For it seemed that the painful incident had had the effect that all their protests and demonstrations could not achieve. Black Sting's stern defence of the old autocratic traditions had crumbled at the revelation of his lieutenant's vicious action, and indeed the wave of revulsion that had spread through the whole community – amongst worker-ants and Council members alike – had brought it home to everyone how interdependent they all were for their safety and well-being: one caste with another, one rank with another, each individual with every other. It was the unanimous verdict of the Council, after consulting with the Queen of Queens, that Dew-Lover should be banished from the colony – sent forth from the mound to survive as best he could alone in the forest – and that the worker-ants should immediately have their request granted fo
r a representation within the Council's ranks.

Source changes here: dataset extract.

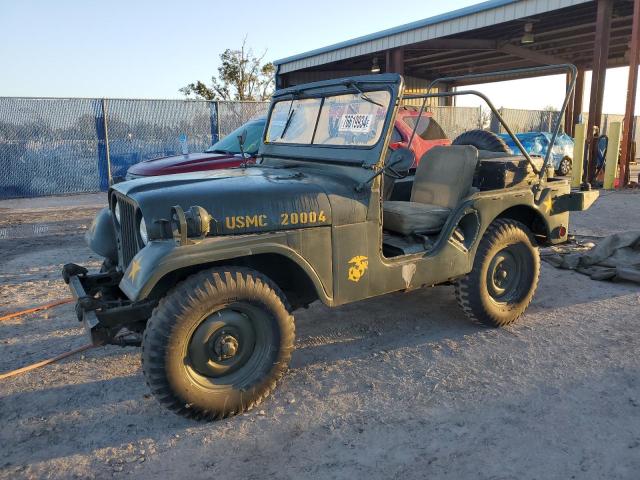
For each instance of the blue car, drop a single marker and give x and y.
(537, 143)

To this end, as soon as Five Legs was well enough to participate, Black Sting called a meeting of the leaders of all sides to decide what form this membership should take. It was agreed that Five Legs, as the chosen leader of the worker-ants, should be admitted to all meetings of the Inner Council, and that he should bring a deputation of his own choosing to the larger gatherings of the General Council. It was furthermore agreed that as many soldiers should be involved with the reconstruction of the mound as was necessary to complete it in the fastest possible time, without meanwhile endangering the general security.
And so once more work began on the damaged hillock. And this time with an even greater urgency – for further evidence had come in of the red ants' far-ranging activities. . . .
17
It is extraordinary how news gets round the countryside. Via tiny whisperings in the grass, messages on the breeze, scents and sounds in the undergrowth, the tidings of particularly momentous happenings can be transmitted across enormous distances in an almost miraculous way. The variety of insect life in particular – as well as of the other larger species – is so great, their ways of communication so various, their means of travel so diverse and so wide-ranging, that information can be spread abroad via countless intermediaries in ways that the originators could never foresee.
Vague rumours and rumblings of the red ants' scourge of the land had been filtering through to the colony ever since the first dramatic report of the attack on the riverside mound. Now that the general springtime activity was in full flood everywhere, more specific accounts were coming in. Refugees from other ravaged settlements spread their distraught messages far and wide; news of sightings from the air of red ant parties on the march became more and more frequent; stories of dreadful encounters deep in the forest were spread and magnified to spinechilling proportions. There were even odd messages relating specifically to the progress of Snake's Tongue's little force. Their course through the forest had been witnessed, even though the terrain had seemed to them so devoid of life; reports of their stupendous battle with the tree-spider had filtered through; and it was even rumoured that the red ants themselves had been alerted by the fight and had sent scouts to observe the party's progress.